Those familiar with journalists reporting from a field of combat are acquainted with the term “fog of war,” which is the breakdown of communication in knowing exactly what’s going on. It appears that war is not the only venue suspectable to communication breakdown. Because of the events detailed later in this blog, you, gentle reader, must understand that I am reporting through the “fog of conventioneering.”

Yesterday began with Tim O’Reilly’s keynote about the emerging Internet operating system, which he defined as the collection of “infoware” web applications (eg. Yahoo, Amazon, Google) that will fundamentally move users way from PC-centric applications to ubiquitous data access. Tim urged open source developers to design their applications with this platform of the future. This was one of the most compelling talks I’ve heard Tim make. While I’m certain his net-OS of the future will happen, I also now that it will take a lot longer to birth than he suggests.

The next speaker went on about Java and Eclipse and so held little interest for me. He also had a bizzare way of pronouncing “java” that sounded like “JAY-VAH” to me.

I then attended the Larry and Damian show about Perl 6: The Reckoning. It is clear to me now that Perl 6’s design is settling down and that a lot of the scariest redesign suggestions have gone the way of the dodo. What ever happened to currying functions, I wonder? There is still perhaps 40% of the language to be designed, but the 60% that exists now is solid enough to make the last 40% much easier (I think).

Then came the excellent, musical and funny Lightning Talks. Randy and Gnat have already mentioned the jolly good fun that was had by all. There were a few technical glitches whose abscence would not have been missed.
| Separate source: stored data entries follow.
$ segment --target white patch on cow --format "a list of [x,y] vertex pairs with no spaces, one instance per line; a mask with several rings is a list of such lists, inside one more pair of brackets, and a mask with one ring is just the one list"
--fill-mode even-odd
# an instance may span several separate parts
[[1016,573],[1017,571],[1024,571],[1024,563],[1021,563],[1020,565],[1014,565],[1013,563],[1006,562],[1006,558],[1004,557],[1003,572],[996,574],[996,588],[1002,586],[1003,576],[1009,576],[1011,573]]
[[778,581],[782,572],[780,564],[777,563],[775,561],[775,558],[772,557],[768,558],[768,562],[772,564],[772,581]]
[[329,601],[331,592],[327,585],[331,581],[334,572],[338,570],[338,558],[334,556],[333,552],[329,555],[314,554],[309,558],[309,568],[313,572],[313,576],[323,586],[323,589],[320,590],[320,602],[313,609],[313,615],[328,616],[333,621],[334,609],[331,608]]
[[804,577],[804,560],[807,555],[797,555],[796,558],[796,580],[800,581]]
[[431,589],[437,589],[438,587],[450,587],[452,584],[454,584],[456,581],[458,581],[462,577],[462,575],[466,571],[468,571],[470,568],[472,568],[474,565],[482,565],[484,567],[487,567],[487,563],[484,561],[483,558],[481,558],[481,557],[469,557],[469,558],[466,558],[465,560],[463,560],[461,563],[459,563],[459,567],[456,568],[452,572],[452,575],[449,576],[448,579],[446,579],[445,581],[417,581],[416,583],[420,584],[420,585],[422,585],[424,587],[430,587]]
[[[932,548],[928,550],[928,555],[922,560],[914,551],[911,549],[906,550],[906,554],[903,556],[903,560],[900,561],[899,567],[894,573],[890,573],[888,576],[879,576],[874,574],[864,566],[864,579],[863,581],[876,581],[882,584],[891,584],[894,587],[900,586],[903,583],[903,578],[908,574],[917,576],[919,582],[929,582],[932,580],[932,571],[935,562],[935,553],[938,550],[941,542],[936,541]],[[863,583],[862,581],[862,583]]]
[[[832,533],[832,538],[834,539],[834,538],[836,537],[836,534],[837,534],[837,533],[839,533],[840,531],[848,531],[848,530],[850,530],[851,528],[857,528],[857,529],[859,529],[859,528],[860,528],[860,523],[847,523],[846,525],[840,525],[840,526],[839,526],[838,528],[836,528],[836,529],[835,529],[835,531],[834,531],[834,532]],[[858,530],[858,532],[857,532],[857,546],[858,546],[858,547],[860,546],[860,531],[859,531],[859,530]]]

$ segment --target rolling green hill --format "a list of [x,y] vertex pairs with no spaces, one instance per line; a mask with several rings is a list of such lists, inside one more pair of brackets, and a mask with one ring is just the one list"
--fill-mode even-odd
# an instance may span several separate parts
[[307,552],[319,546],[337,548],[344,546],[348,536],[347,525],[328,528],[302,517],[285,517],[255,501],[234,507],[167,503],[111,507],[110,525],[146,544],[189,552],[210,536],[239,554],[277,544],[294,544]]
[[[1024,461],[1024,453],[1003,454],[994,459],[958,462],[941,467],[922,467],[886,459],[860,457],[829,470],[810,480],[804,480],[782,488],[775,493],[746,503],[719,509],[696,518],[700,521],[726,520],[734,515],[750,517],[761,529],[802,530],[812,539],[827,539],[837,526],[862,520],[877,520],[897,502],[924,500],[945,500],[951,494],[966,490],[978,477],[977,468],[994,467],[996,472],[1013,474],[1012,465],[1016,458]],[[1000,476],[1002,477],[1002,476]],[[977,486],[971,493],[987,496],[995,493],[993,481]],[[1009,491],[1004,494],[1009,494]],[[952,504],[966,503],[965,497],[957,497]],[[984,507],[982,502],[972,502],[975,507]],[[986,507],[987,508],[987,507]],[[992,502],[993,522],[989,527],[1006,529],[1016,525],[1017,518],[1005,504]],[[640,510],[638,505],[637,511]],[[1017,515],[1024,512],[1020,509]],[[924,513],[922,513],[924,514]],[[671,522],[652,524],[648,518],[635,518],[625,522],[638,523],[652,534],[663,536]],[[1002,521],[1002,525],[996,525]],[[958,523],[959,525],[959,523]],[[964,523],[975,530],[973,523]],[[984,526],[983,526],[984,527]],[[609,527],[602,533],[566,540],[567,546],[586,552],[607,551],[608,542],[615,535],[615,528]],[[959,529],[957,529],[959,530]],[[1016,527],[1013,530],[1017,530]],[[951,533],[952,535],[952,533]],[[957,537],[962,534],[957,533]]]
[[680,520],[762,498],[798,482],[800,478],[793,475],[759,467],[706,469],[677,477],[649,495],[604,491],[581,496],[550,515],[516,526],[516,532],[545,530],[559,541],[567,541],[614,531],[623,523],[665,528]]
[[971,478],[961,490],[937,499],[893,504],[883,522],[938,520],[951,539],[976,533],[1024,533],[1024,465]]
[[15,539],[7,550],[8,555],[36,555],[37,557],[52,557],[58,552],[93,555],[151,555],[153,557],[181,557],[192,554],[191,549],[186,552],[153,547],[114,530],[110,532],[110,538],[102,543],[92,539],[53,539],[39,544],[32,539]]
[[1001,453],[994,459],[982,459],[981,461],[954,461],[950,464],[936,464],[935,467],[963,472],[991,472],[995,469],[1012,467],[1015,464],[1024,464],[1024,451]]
Schuyler got all freaky with map projections, ending with one from Buckminster Fuller that maped the global onto a 20-sided die (I confess, there’s a fancier name for this platonic solid that I can’t remember right now).

The last session I attended was something I thought would be utterly out of my perview: using open source software with SAP, the enterprise resource planning behemoth. Normally, the stories I hear about companies adopting SAP involve serious Germans coming into an adopting organization, soaking up a huge amount cash and breaking working business systems for several years. I was pleasantly surprised about how open SAP has become. SAP, in which business logic sits, now has a SOAP interface along with the weird binary RPC that’s been there for a while. This talk was given by DJ (of Programming Jabber) and Piers. It was a good talk mared somewhat by poor timing on the part of the speaker ahead of them.

Then I attended the p5p party at Gnat’s. Walt and I lugged two cases of beer, two bottles of wind, cups and chips up to the suite. I then sort of fell into being the bartender. Later, more beer was obtained and then the Wild Turkey came out. I left at 3AM. I’m a bit fuzzy today.